Understanding Why China Isn’t Taking over US as the World’s Largest Economy… Yet

kent brockman china

I, for one, welcome our new economic overlords. I’d like to remind them that as a trusted Internet personality I could be helpful in rounding up others to toil in their prison camps!

 

 

So last week many, many, MANY news outlets reported that China was going to overtake the US as the world’s largest economy later this year based on a recent World Bank report from their International Comparison Program (IPC). Here’s a visual representation of every economist that read the headlines last week.

 

After enough people chimed in with a more nuanced view on the matter (ie calling bullshit), the other news outlets, to their credit, started to look at the story more carefully. So why did everyone jump the gun? What stat got everyone so anxious to declaring allegiance to their new economic overlords?

 

Well the question is, you down with the PPP?

 

 

Some People are Just Down with Them PPPs

The thing that got everyone in a tizzy was a stat that the World Bank released in their Purchasing Power Parities and Real Expenditures of World Economies report. In the report, they claim that China would overtake the US by the end of this year if GDP (Gross Domestic Product) is based on PPP measurements. So what the hell is PPP?

 

Well, PPP stands for Purchase Power Parity. Essentially it’s an economic measurement technique used to determine the relative value between countries. In laymen’s terms, it’s an economic number that can be used to compare two countries’ economies. So based on the World Bank’s PPP estimate, China is (1) a much larger economy than most experts had originally expected and (2) will overtake the US as the “world’s largest economy” later this year.

 

So if you were to base China and US economies on this PPP scale, then yes, China would be the world’s largest economy by the end of this year. The problem lies in that basing GDP on PPP measurements can be somewhat misleading.

 

 

So You’re Telling Me One is More Broken Than the Other…

Comparing two economies, like China and the US, can be a bit tricky regardless of what economic measurement you use. Using the regular GDP estimates, that means basing a country’s gross domestic product into U.S. dollars at market exchange rates, China is less than half the size of the US economy. Yet if you were to use the PPP estimates, then US and China are about even keel, with China’s economy growing by the day set to overtake the US.

 

Here's a visual representation for you, if the tapestry I created with my words aren't good enough for you. #WellWhoNeedsYou!

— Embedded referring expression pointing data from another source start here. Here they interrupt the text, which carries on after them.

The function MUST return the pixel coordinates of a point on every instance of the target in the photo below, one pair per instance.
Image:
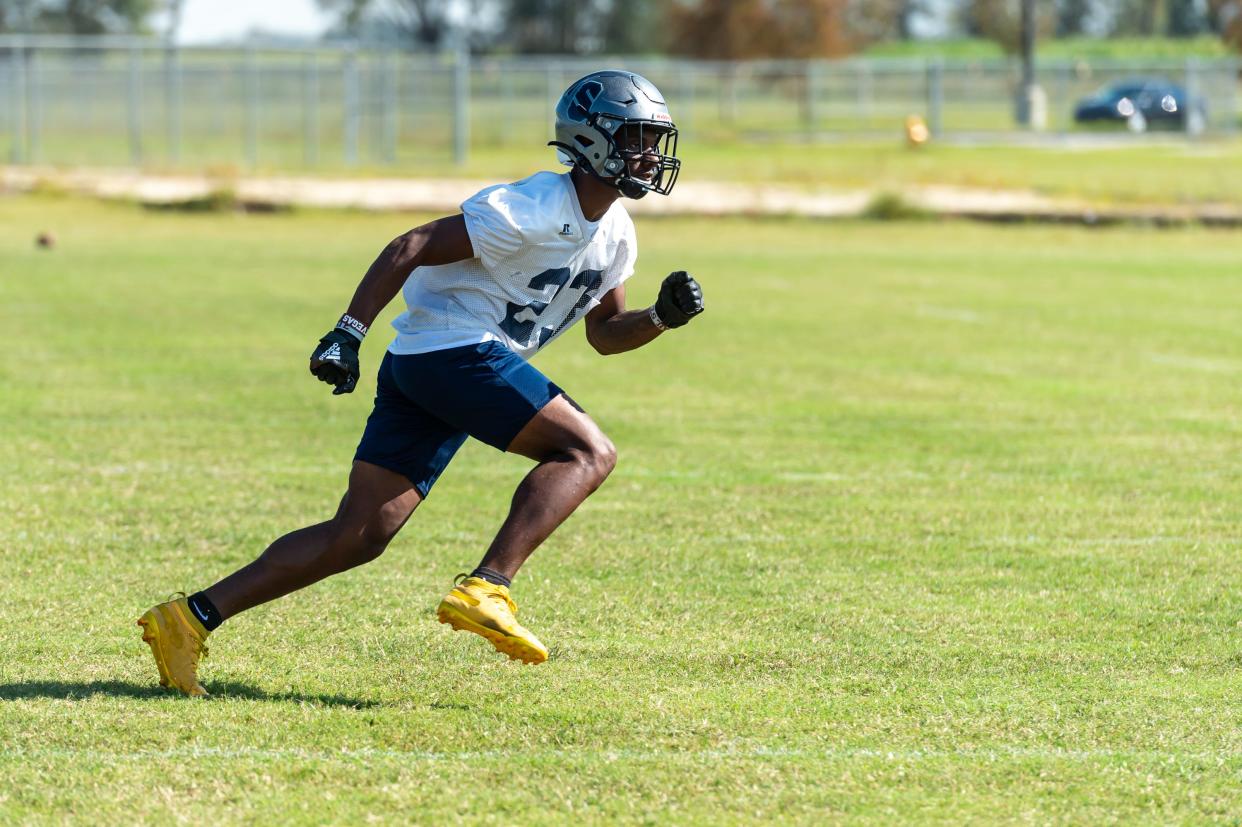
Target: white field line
(857, 754)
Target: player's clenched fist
(679, 301)
(335, 361)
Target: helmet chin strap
(622, 184)
(630, 188)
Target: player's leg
(574, 458)
(374, 508)
(401, 455)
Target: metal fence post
(728, 93)
(34, 108)
(1233, 70)
(461, 102)
(311, 111)
(352, 104)
(811, 90)
(134, 108)
(863, 91)
(21, 111)
(252, 107)
(173, 101)
(391, 118)
(686, 106)
(935, 96)
(552, 78)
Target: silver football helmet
(616, 126)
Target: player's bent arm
(439, 242)
(610, 328)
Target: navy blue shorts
(427, 404)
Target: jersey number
(549, 318)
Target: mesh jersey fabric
(539, 267)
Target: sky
(216, 20)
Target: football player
(485, 291)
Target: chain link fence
(139, 102)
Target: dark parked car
(1142, 103)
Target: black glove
(335, 361)
(679, 299)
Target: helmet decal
(585, 94)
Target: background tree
(1225, 18)
(748, 29)
(75, 16)
(1187, 18)
(420, 22)
(1072, 16)
(1001, 21)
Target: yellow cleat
(178, 642)
(476, 605)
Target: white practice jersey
(539, 267)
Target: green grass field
(920, 522)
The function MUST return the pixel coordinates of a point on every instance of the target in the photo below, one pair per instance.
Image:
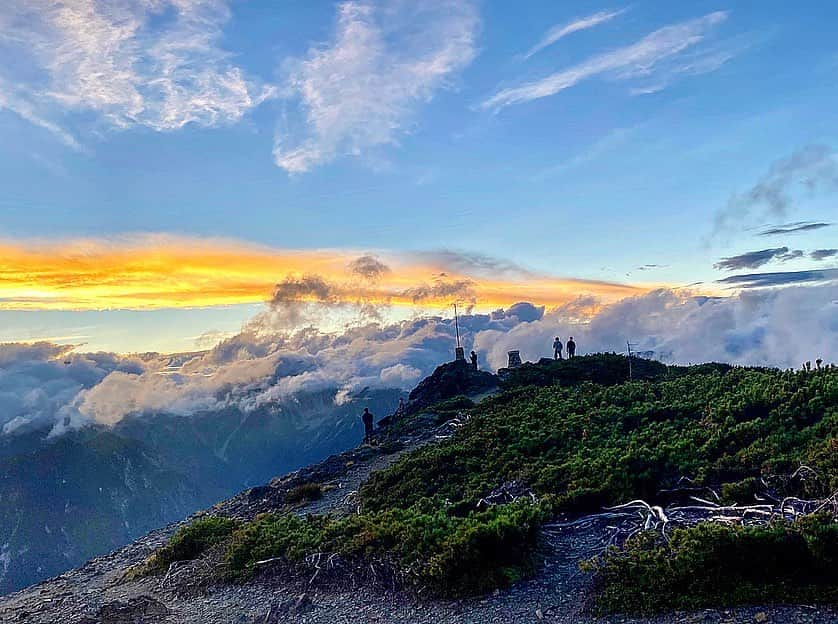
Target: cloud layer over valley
(280, 352)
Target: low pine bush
(711, 565)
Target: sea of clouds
(281, 352)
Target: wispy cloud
(637, 60)
(812, 169)
(25, 110)
(793, 228)
(784, 278)
(756, 259)
(158, 64)
(161, 271)
(362, 90)
(560, 31)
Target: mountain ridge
(186, 591)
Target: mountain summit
(700, 490)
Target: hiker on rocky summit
(557, 349)
(367, 418)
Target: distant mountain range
(66, 499)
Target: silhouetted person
(557, 349)
(367, 418)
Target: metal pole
(457, 325)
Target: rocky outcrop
(450, 380)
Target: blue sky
(578, 139)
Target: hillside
(68, 498)
(720, 481)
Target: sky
(170, 167)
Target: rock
(137, 610)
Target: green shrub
(190, 541)
(449, 554)
(270, 536)
(306, 492)
(713, 565)
(581, 441)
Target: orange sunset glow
(154, 272)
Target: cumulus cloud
(793, 228)
(156, 63)
(638, 60)
(369, 267)
(362, 89)
(39, 381)
(812, 169)
(782, 327)
(48, 387)
(823, 254)
(559, 31)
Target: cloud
(155, 63)
(755, 259)
(47, 387)
(763, 280)
(362, 90)
(456, 290)
(793, 228)
(25, 110)
(39, 381)
(560, 31)
(368, 267)
(162, 271)
(781, 327)
(823, 254)
(812, 169)
(637, 60)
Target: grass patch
(189, 542)
(712, 565)
(579, 445)
(452, 555)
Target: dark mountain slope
(67, 499)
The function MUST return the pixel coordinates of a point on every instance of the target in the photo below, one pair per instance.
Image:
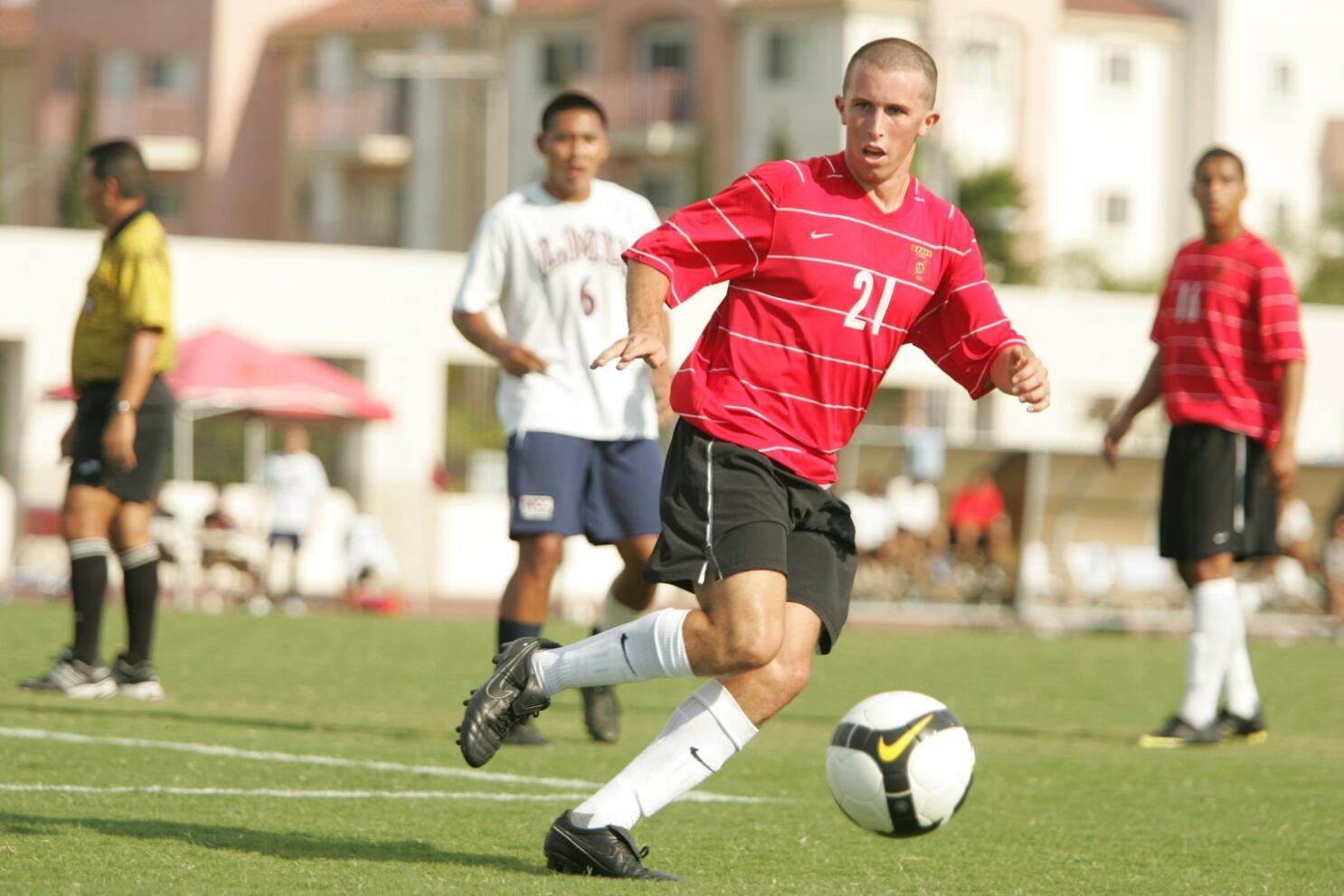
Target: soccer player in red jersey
(832, 263)
(1228, 367)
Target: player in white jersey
(583, 456)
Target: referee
(118, 439)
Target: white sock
(1218, 625)
(703, 733)
(652, 646)
(616, 613)
(1239, 689)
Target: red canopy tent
(219, 373)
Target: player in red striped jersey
(832, 263)
(1228, 367)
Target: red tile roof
(18, 27)
(410, 15)
(1122, 7)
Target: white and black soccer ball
(899, 763)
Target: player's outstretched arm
(1017, 371)
(1148, 392)
(646, 289)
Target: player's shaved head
(894, 54)
(1218, 152)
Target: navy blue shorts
(605, 491)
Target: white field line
(293, 794)
(337, 762)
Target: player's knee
(752, 650)
(541, 556)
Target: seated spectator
(978, 520)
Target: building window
(68, 74)
(981, 65)
(1281, 221)
(563, 60)
(1281, 78)
(174, 72)
(166, 202)
(1117, 71)
(1114, 210)
(780, 57)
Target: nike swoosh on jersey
(888, 752)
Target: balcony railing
(343, 121)
(143, 115)
(640, 99)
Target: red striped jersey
(823, 289)
(1227, 320)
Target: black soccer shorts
(1216, 495)
(154, 437)
(727, 509)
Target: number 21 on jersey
(863, 281)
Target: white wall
(390, 307)
(1106, 140)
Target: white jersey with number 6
(555, 269)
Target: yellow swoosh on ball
(888, 752)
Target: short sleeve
(962, 326)
(718, 240)
(144, 288)
(487, 263)
(1278, 312)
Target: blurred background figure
(978, 520)
(296, 480)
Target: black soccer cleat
(509, 696)
(74, 679)
(601, 712)
(137, 680)
(600, 852)
(1253, 731)
(1178, 732)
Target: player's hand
(118, 441)
(632, 348)
(1030, 378)
(520, 360)
(1114, 434)
(1282, 465)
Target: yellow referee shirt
(130, 289)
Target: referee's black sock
(512, 630)
(140, 569)
(88, 583)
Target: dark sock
(512, 630)
(140, 571)
(88, 583)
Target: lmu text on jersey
(588, 243)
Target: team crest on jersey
(923, 254)
(536, 506)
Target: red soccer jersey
(1226, 323)
(823, 289)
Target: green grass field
(1062, 804)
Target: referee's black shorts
(1216, 495)
(154, 437)
(727, 509)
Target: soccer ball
(899, 763)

Here’s a visual representation for you, if the tapestry I created with my words isn’t good enough for you. #WellWhoNeedsYou! (Photo Credit: Washington Post)

 

While there are some economists that say comparing two countries’ economies through regular GDP estimates can be misleading – doesn’t take in fluctuating exchange rates or doesn’t account for countries undervaluing their own currency – this is still a better measure than using the PPP standard. As Tom Wright of the Wall Street Journal explains, exchange rates matter when comparing the economies of two nations. China, for its impressive economic prowess, can’t buy things like iPhone, expensive German cars, and bootleg-ass electronics through just PPP currency rates. All goods always have to take exchange rates into account. Hence why most organizations value the regular GDP estimates more than PPP.

 

 

Thanks, But No Thanks!

But the real kicker here, China doesn’t even want the title of the world’s largest economy! Based on a report by the Financial Times, China wanted to throw out the World Bank report. They were worried of the economic implications and responsibilities that being the world’s largest economy brings. While that could easily be a valid reason – China is still relatively poor based on economic activity per person – there have also been reports in the past of China fudging their GDP statistics. Which if China were to become the new economic standard and if they were in fact inflating GDP numbers, well that could cause some SERIOUS problems to the world economy. Regardless, call China the world’s largest economy all you want, CHINA DON’T CARE!

 

Now don’t get us wrong. China is still a growing economic power, by any estimate, and currently a strong number two overtaking Japan in 2010. So saying it will never happen is incredibly short sighted. But for right now, let’s all take a deep breath and relax. After all, we have to keep our best Kent Brockman impression in handy for 2020. You know, just in case.